After our first few trips together, which were very rough indeed [wrote Kirkham
12
], he simply did not like the odds. He decided that he wanted to live, and told me that nothing anyone could do to him would be worse than carrying on with operations. He was determined to see the war out, and as far as I know he was successful.

 

Marginal LMF suspects, along with disciplinary cases who had broken up the sergeants’ mess, been discovered using high-octane fuel in their cars, or been involved in ‘avoidable flying accidents’, were sent to the ‘Aircrew Refresher Centres’ at Sheffield, Brighton or Bournemouth – in reality open-arrest detention barracks – where they spent a few weeks doing PT and attending lectures before being sent back to their stations, or in extreme cases posted to the depot, having been found ‘unfit for further aircrew duties’. They were then offered a choice of transferring to the British army, or going to the coal mines. By 1943 the ‘Refresher Centres’ were handling thousands of aircrew. One 76 Squadron rear gunner went from Sheffield to the Parachute Regiment, and survived the war. His crew was killed over Kassel in October. A pilot who joined 76 Squadron in the autumn of 1943 wrote:

There was something lacking in the atmosphere . . . The camaraderie between the aircrew was there just the same, and between aircrew and groundcrew too. But the atmosphere of a squadron, like that of a ship, is hard to define. There are happy ships and happy squadrons. Our squadron was not happy, I thought . . .

 

This officer, F/Lt Denis Hornsey, was among very many men who spent their war in Bomber Command fighting fear and dread of inadequacy, without ever finally succumbing. At the end of the war Hornsey wrote an almost masochistically honest and hitherto unpublished account of his experiences and feelings.
13
At thirty-three, he was rather older than most aircrew and suffered from poor eyesight – he wore corrective goggles on operations – and almost chronic minor ailments throughout the war. He hated the bureaucracy and lack of privacy in service life, and was completely without confidence in his own ability as a pilot. After flying some
Whitley operations in 1941, he was returned to OTU for further training, and his crew were split up. He then spent a relatively happy year as a staff pilot at a navigation school. He felt that he was an adequate flier of single or twin-engined aicraft and repeatedly requested a transfer to an operational station where he could fly one or the other.
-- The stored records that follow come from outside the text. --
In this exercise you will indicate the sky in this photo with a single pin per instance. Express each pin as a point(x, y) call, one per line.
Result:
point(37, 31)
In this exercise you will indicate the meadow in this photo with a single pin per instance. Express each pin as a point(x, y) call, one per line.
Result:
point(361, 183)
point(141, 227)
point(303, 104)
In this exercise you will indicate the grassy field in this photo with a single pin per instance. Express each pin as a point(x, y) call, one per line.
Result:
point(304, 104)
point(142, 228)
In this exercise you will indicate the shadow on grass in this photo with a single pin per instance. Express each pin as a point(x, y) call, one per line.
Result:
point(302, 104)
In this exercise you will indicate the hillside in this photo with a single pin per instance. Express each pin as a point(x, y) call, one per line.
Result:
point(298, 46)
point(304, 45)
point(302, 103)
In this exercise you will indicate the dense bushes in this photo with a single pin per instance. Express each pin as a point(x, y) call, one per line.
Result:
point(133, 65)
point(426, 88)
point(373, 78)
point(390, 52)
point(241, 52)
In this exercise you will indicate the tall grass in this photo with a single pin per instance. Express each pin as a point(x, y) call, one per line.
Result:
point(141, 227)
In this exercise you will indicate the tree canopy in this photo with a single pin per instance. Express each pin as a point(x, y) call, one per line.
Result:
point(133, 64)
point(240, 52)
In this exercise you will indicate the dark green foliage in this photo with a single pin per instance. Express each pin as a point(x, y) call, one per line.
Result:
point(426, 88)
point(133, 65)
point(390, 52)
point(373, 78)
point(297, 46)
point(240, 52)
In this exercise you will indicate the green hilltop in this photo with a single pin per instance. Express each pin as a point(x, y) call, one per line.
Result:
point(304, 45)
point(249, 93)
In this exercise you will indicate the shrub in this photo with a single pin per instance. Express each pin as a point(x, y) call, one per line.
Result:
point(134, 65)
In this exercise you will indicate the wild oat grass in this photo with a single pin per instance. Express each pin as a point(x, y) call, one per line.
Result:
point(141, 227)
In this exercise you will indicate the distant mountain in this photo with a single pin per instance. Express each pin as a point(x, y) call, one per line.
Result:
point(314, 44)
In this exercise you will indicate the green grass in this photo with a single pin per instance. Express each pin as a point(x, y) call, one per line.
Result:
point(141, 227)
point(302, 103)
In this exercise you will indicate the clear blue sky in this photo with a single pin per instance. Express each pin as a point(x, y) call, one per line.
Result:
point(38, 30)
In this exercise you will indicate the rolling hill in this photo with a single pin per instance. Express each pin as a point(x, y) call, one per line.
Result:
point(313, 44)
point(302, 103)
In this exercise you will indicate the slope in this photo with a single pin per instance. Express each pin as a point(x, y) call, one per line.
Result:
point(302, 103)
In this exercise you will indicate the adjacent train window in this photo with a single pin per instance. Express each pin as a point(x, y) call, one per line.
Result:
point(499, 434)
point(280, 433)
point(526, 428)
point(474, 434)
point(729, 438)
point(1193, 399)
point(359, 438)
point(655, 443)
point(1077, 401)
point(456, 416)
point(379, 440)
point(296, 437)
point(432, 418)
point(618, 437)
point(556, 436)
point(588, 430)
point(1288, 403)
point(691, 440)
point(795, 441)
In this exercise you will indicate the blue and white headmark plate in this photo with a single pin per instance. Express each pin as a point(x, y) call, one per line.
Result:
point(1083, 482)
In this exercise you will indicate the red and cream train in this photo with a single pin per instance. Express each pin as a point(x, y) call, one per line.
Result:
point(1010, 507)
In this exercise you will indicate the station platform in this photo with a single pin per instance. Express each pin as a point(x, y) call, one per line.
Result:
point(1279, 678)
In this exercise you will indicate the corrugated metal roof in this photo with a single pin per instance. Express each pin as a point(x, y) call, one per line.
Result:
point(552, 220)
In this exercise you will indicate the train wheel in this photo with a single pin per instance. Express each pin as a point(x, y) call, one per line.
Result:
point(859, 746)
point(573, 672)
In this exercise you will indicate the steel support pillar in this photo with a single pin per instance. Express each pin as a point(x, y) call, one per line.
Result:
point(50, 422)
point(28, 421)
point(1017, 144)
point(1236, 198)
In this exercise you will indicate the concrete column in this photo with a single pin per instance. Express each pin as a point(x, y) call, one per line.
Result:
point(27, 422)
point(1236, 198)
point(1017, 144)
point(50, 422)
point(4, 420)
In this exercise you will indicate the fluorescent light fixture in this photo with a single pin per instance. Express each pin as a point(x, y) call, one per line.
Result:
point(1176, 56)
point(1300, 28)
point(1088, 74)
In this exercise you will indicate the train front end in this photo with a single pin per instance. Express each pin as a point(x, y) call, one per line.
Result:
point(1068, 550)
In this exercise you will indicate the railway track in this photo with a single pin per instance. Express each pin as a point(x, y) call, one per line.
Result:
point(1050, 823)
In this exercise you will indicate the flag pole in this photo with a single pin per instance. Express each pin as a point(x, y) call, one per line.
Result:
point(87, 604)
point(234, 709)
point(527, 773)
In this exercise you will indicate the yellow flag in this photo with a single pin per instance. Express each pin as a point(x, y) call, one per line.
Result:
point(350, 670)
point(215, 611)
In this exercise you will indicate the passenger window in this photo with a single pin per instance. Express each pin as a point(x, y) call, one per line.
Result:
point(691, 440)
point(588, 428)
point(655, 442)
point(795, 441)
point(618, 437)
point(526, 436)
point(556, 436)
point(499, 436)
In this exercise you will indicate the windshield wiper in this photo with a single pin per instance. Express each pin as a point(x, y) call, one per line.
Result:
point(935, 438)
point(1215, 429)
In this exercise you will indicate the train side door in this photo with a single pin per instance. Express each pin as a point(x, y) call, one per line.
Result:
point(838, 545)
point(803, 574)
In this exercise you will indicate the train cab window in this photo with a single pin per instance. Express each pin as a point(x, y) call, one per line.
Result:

But by 1943 it was heavy-aircraft pilots who were needed. Everybody wanted to fly Mosquitoes. Hornsey was posted to Halifaxes. He knew that he was by now being accompanied from station to station by a file of unsatisfactory reports. He began his tour at 76 Squadron with two ‘Early Returns’, which made him more miserable than ever. Fear of being considered LMF haunted him almost as much as the fear of operations.
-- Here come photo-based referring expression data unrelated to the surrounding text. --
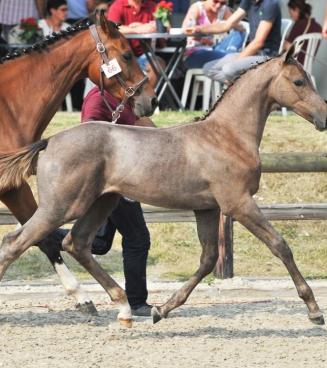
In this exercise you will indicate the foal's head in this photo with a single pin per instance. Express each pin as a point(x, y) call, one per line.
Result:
point(131, 75)
point(293, 88)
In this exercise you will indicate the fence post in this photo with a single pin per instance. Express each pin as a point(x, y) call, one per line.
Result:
point(224, 266)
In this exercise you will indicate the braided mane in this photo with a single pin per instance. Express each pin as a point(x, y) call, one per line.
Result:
point(49, 40)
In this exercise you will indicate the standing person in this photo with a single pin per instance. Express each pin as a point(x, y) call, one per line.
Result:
point(135, 16)
point(265, 36)
point(201, 50)
point(300, 13)
point(55, 19)
point(324, 28)
point(127, 218)
point(12, 11)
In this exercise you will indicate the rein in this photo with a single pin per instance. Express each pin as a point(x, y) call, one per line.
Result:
point(128, 91)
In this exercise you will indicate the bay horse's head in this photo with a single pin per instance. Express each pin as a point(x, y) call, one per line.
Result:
point(131, 82)
point(293, 88)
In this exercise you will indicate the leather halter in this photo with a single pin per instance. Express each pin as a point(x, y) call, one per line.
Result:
point(128, 91)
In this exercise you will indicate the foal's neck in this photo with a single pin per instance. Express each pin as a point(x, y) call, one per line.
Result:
point(246, 104)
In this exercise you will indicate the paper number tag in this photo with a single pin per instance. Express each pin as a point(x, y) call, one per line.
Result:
point(111, 69)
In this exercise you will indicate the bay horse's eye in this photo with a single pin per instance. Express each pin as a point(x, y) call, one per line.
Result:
point(128, 56)
point(299, 82)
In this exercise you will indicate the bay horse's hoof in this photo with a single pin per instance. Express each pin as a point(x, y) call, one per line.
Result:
point(317, 318)
point(126, 322)
point(156, 316)
point(87, 308)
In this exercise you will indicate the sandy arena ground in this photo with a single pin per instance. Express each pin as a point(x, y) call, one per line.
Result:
point(235, 323)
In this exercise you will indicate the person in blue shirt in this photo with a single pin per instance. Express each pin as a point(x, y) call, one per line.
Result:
point(264, 17)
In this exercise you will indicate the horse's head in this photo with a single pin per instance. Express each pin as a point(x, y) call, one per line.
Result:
point(111, 44)
point(293, 89)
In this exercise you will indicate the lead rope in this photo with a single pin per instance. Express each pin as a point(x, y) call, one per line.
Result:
point(129, 91)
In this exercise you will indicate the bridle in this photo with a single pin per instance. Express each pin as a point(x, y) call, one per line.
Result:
point(128, 90)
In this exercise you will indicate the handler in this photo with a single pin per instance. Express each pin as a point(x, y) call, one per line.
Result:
point(127, 218)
Each operation, in my experience, was a worse strain than the last, and I felt sure that I was not far wrong in supposing that every pilot found it the same. It was true that it was possible to get used to the strain, but this did not alter the fact that the tension of each trip was ‘banked’ and carried forward in part to increase the tension of the next. If this were not so, the authorities would not have thought it necessary to restrict a tour to thirty trips.

 

There were men who were stronger than Hornsey, even men who enjoyed operational flying, but his conscious frailty was far closer to that of the average pilot than the nerveless brilliance of a Martin or Cheshire. The day after 76 Squadron lost four aircraft over Kassel and George Dunn’s crew completed their tour, Hornsey recorded a conversation in the mess:

‘What chance has a man got at this rate?’ one pilot asked plaintively. ‘Damn it all, I don’t care how brave a chap is, he likes to think he has a
chance
. This is plain murder.’
‘Better tell that to Harris,’ someone else suggested.
‘You needn’t worry,’ I said, ‘you represent just fourteen bombloads to him. That’s economics, you know.’
As it transpired, operations were cancelled at the eleventh hour, when we were all dressed up in our kit ready to fly. It was too late then to go out, so I went to the camp cinema and saw ‘Gun for Hire’, a mediocre film portraying what I would have once thought was the dangerous life of a gangster. Now, by contrast, it seemed tame.
That night, I found it difficult to settle down. There was much going on inside my mind that I wanted to express. I felt lonely and miserable, apprehensive and resigned, yet rebellious at the thought of being just a mere cog in a machine with no say in how that machine was used.
But I was getting used to such attacks, which I had learned to expect at least once in the course of a day, as soon as I found myself at a loose end. As I could now recognize, without fear of it adding to my mental discomfort, they merely signified an onset of operational jitters. So composing myself as best I could, I went to sleep as quickly as I could.

 

Hornsey’s tragedy was that he was acutely imaginative. He pressed the Air Ministry for the introduction of parachutes that could be worn at all times by bomber aircrew, so many of whom never had the chance to put them on after their aircraft was hit. He made his crew practise ‘Abandon aircraft’ and ‘Ditching’ drill intensively, and protested violently when he found the remaining armour plate being stripped from his Halifax on Group orders, to increase bombload.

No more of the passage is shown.